Last month, I happened upon a video by a so-called comedy troupe based in Shanghai named Mamahuhu. Intrigued, I clicked on the link, hopeful to see some professional expat comedians. While Mamahuhu does produce mildly amusing content, this one - about reverse culture shock - not only fell flat, it ticked me off.
It would be too easy to nail it as racist for suggesting that the foreigners portrayed in the video left China with nothing but uncouth behavior learned from the locals. The problem is, it also suggests that they became idiotic and incubated.
The short video is set primarily on a therapist's couch, where a newly returned foreigner shares his aggrieved experiences of his old life in China: from drinking in public to restaurant ordering etiquette to squatting to shouting for "the friend price."
Reverse culture shock is very real; they just could have done a much better job of portraying it. For example, after dining on Guangzhou-style cooked pigeon here in China, I've never looked at these rats with wings the same. While visiting home recently, I noticed how plump and succulent all the pigeons at Disneyland looked; it got my mouth watering.
Speaking of plump, during that same trip I was aghast at the collective waistline of the American people. They were constantly shoving cotton candy, foot-long churros, corn dogs and giant sodas down their gullets.
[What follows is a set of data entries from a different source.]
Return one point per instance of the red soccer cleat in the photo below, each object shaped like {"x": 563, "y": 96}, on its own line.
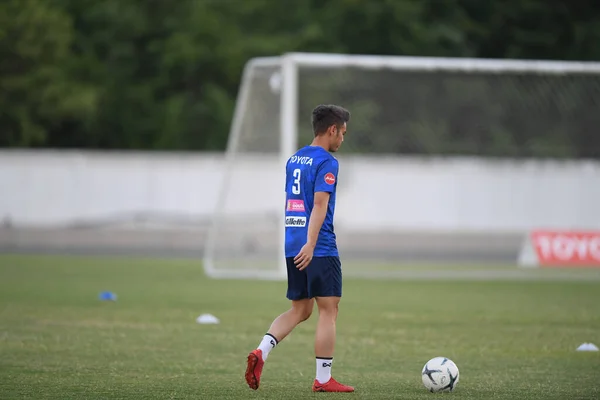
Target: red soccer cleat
{"x": 254, "y": 369}
{"x": 331, "y": 386}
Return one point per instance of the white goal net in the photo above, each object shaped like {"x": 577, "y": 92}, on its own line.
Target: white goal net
{"x": 400, "y": 106}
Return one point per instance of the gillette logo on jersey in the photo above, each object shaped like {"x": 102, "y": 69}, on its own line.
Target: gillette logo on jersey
{"x": 295, "y": 222}
{"x": 329, "y": 178}
{"x": 310, "y": 171}
{"x": 295, "y": 205}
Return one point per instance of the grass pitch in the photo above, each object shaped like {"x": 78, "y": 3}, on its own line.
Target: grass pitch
{"x": 510, "y": 339}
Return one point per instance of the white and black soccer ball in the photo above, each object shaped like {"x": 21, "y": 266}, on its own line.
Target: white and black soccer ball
{"x": 440, "y": 374}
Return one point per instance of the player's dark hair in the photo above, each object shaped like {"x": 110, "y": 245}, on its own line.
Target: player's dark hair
{"x": 324, "y": 116}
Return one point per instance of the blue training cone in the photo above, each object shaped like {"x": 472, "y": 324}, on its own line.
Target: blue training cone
{"x": 107, "y": 296}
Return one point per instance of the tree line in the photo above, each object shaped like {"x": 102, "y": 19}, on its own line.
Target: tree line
{"x": 164, "y": 75}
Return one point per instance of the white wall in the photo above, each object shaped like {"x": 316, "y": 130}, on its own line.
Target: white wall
{"x": 46, "y": 188}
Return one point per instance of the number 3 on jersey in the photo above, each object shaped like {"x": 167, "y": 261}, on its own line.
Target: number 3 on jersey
{"x": 296, "y": 184}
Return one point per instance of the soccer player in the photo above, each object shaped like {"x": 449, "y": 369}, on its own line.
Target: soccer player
{"x": 313, "y": 265}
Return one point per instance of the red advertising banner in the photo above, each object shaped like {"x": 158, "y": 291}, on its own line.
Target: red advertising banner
{"x": 566, "y": 248}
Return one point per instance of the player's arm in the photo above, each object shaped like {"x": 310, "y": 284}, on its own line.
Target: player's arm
{"x": 324, "y": 186}
{"x": 317, "y": 216}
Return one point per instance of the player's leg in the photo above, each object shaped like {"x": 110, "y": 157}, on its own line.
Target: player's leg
{"x": 325, "y": 284}
{"x": 301, "y": 310}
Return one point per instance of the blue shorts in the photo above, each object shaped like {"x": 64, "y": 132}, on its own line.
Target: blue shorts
{"x": 322, "y": 278}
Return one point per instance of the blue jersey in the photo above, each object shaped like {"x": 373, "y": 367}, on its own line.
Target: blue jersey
{"x": 312, "y": 169}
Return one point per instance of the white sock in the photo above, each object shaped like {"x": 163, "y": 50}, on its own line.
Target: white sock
{"x": 324, "y": 369}
{"x": 267, "y": 344}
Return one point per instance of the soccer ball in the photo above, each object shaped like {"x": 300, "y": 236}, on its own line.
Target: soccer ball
{"x": 440, "y": 374}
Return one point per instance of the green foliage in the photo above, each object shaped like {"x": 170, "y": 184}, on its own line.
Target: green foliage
{"x": 158, "y": 74}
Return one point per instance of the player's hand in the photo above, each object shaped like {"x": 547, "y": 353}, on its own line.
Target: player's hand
{"x": 303, "y": 259}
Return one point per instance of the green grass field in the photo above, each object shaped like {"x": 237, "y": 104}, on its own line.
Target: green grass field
{"x": 510, "y": 339}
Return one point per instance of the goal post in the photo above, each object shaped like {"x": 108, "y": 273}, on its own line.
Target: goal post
{"x": 400, "y": 105}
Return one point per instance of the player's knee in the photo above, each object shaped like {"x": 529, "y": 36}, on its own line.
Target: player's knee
{"x": 303, "y": 312}
{"x": 328, "y": 307}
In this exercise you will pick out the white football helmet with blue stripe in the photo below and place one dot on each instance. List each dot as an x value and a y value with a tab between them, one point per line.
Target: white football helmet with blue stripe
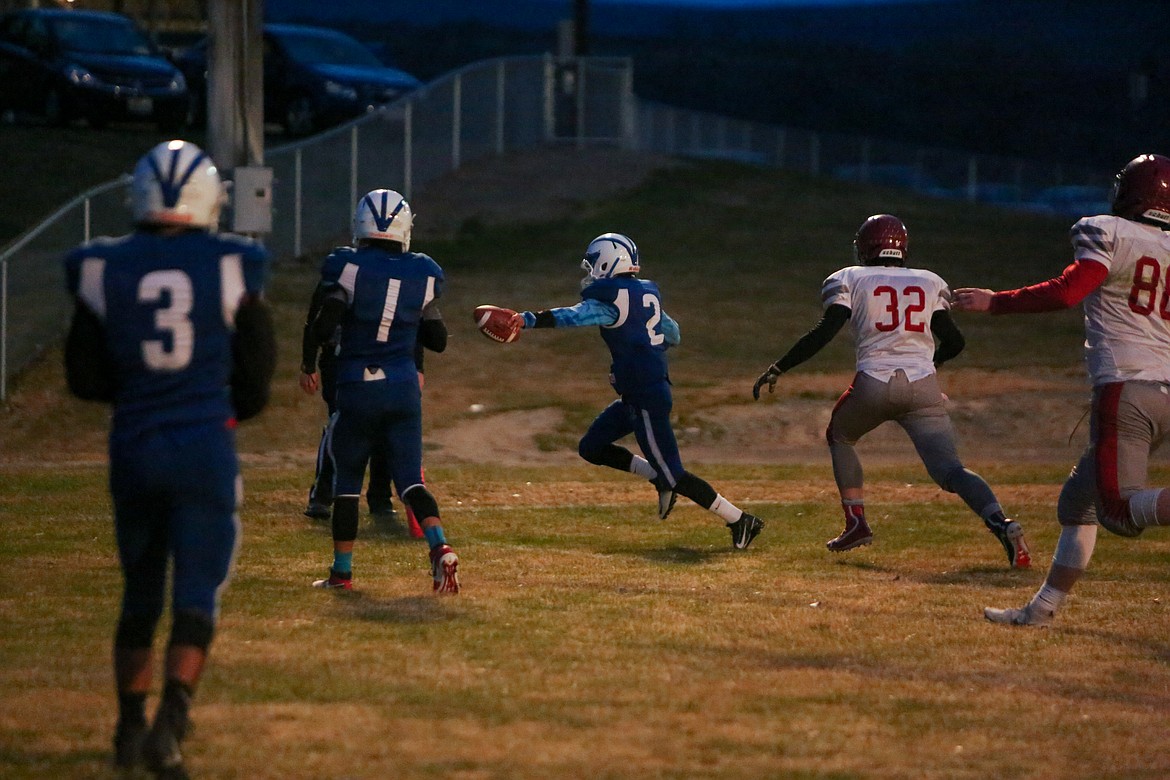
177	184
385	215
608	255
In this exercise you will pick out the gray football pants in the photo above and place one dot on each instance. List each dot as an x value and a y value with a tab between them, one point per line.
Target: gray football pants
919	408
1129	420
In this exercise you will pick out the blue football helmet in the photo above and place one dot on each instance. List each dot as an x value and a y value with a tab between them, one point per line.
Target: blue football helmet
177	184
384	214
608	255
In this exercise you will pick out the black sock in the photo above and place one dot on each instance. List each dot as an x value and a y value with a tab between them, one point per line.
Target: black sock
132	709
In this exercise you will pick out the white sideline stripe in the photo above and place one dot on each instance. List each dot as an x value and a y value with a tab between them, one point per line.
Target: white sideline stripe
232	287
660	464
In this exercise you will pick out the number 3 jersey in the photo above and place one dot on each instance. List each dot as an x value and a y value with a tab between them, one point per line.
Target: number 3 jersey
890	316
1127	318
167	304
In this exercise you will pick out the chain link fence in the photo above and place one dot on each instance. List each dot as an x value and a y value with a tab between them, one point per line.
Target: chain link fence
497	107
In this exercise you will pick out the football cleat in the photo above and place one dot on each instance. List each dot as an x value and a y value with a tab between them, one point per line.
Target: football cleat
318	511
1122	525
445	570
667	497
857	533
128	745
1025	616
338	580
744	530
160	751
1011	535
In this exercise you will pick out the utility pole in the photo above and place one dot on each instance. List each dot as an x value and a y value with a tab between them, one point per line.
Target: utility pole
580	28
235	109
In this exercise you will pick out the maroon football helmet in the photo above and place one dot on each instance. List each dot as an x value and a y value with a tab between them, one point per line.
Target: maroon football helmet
881	240
1142	191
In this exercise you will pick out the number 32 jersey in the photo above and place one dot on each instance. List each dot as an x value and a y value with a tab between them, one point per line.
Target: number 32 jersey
1127	319
890	321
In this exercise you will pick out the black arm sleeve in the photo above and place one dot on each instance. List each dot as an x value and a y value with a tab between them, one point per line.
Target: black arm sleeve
253	358
330	316
89	368
950	339
309	347
812	342
432	333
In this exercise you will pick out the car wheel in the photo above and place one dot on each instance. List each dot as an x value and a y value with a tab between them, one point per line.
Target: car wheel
54	108
300	116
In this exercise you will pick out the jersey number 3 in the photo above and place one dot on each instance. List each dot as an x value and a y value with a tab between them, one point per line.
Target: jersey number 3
903	311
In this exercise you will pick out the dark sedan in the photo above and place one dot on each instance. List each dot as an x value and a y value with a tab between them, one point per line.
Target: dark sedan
80	64
314	77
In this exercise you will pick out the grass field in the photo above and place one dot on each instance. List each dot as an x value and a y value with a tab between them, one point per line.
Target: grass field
592	640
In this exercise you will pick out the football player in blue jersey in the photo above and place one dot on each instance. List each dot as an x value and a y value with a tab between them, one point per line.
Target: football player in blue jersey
383	297
628	312
170	326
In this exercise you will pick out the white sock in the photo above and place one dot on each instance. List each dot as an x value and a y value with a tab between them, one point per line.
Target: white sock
725	509
642	468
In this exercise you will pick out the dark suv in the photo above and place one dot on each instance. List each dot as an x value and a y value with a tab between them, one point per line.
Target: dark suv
314	77
73	64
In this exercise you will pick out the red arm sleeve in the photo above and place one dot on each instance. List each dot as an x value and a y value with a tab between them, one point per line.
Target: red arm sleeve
1062	291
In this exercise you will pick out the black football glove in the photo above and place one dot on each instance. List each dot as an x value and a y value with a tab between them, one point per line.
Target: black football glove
766	378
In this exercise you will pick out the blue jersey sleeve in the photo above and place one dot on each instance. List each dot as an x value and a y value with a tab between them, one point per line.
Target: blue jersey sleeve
586	312
670	330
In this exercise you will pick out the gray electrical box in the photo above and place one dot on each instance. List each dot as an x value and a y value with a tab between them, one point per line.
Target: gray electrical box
252	200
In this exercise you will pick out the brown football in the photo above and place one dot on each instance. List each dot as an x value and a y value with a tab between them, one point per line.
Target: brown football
495	323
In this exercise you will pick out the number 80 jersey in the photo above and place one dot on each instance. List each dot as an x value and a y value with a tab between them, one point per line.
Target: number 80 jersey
1127	319
892	309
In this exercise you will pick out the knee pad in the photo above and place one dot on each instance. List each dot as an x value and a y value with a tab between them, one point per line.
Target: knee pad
345	518
192	628
136	632
421	502
696	490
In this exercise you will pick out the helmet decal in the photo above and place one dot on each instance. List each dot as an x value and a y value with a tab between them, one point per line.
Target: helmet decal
380	219
171	183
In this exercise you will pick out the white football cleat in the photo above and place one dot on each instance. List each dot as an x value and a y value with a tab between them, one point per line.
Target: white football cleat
1025	616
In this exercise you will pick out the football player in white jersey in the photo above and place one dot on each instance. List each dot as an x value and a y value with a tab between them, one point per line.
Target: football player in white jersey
1121	271
895	313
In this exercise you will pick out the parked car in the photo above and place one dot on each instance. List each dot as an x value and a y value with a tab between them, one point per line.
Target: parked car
82	64
314	77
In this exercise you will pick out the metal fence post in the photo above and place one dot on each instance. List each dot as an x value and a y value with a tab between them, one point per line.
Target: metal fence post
456	119
353	165
4	330
297	204
582	66
500	108
407	149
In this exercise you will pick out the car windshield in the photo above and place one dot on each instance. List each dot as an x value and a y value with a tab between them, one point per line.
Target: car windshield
100	36
324	49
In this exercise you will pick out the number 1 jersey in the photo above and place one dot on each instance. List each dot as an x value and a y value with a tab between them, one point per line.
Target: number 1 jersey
892	309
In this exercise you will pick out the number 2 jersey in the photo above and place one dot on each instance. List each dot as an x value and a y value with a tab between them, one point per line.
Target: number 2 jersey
637	339
1127	318
890	316
167	304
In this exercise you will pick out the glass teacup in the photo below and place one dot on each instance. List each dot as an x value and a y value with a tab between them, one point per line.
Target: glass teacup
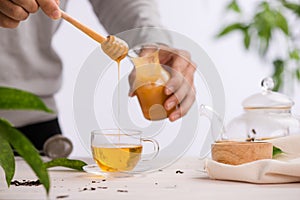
119	150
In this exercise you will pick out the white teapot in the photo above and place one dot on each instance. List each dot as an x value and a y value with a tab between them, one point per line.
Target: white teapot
267	115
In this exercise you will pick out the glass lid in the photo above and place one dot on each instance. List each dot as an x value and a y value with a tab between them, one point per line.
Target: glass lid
268	99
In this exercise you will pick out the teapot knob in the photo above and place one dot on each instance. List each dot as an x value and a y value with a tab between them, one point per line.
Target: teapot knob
267	84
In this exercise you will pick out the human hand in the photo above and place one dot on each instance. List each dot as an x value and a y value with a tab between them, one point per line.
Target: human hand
180	86
12	12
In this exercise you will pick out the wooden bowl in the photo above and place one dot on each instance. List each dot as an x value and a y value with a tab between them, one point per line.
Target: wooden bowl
236	153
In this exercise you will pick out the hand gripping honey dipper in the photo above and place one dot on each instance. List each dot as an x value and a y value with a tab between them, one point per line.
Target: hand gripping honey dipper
113	46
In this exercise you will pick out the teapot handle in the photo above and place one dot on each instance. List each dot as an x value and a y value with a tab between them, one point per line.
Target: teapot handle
216	131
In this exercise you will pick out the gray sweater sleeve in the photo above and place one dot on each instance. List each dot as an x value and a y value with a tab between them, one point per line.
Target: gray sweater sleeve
120	17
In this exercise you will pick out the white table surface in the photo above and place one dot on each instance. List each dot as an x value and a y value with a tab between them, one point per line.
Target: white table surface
165	184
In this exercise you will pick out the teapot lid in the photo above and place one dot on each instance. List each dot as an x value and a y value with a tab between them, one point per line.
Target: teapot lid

After years of living among a lither population (and where many rural grandparents regularly regurgitate food into the mouths of their Little Emperors) nothing sickened me more than the ever-rising obesity of my own countrymen
Also at Disneyland, I couldn't help but wonder why nobody was holding their child over the bushes to let it all out; they could save so much time instead of standing in line at the toilet. While buying a soda, I asked the server to make sure it had ice. She looked at me like a freak and retorted icily, "Who would serve a warm Coke?"
In Las Vegas earlier this year, I thought all would be fine when I withdrew 100 bucks from the ATM to buy myself a 2 Live Crew concert ticket, forgetting that my account is linked directly to my Chinese wife's mobile. Not a minute later, she suddenly rang asking where I was and what I was doing with that money.
前几个月在拉斯维加斯,我去取款机取了100美元现金放身上,打算去买两张2 Live Crew的演唱会门票。然而我忘了……我的银行账号是和我中国太太的手机相绑定的!于是很快咯,她打电话来问我在哪,拿这些钱要干啥去啊?
She was livid and, no, she did not give me permission to watch Luke Skywalker and his posse perform. Which is a shame, because attending a concert of foul-mouthed, horny rappers is indeed one of the true joys of reverse culture shock. Don't get me wrong, I had fun watching Taylor Swift and Justin Bieber sing their family-friendly anthems in Shanghai, but it's refreshing to listen to something a lot, how shall we say, harder.
I get that 2 Live Crew will never be booked in Beijing. That's fine by me, as I did not move to China to wallow in Western ways. Nor to whine and complain constantly about a language I didn't bother to learn.
在北京,我肯定看不到类似于2 Live Crew这类的“低俗”演出。这我倒无所谓啦,我并没有在中国了还对西方的那些生活方式念念不忘。我也不介意学中文,这没什么好抱怨的。
We all know that, since the global financial crisis in 2008, an entire wave of economic refugees have poured into China. Many are millennials with few job prospects in their own home countries, so they have pervaded China's educational sector as faux-teachers by day, and at night hop on to YouTube to mouth off about what they don't like about China.
It is getting tiresome, but also well-deserving of some ridicule. I hope someone with some proper comedic training makes a short, funny video about it, because I have yet to watch one.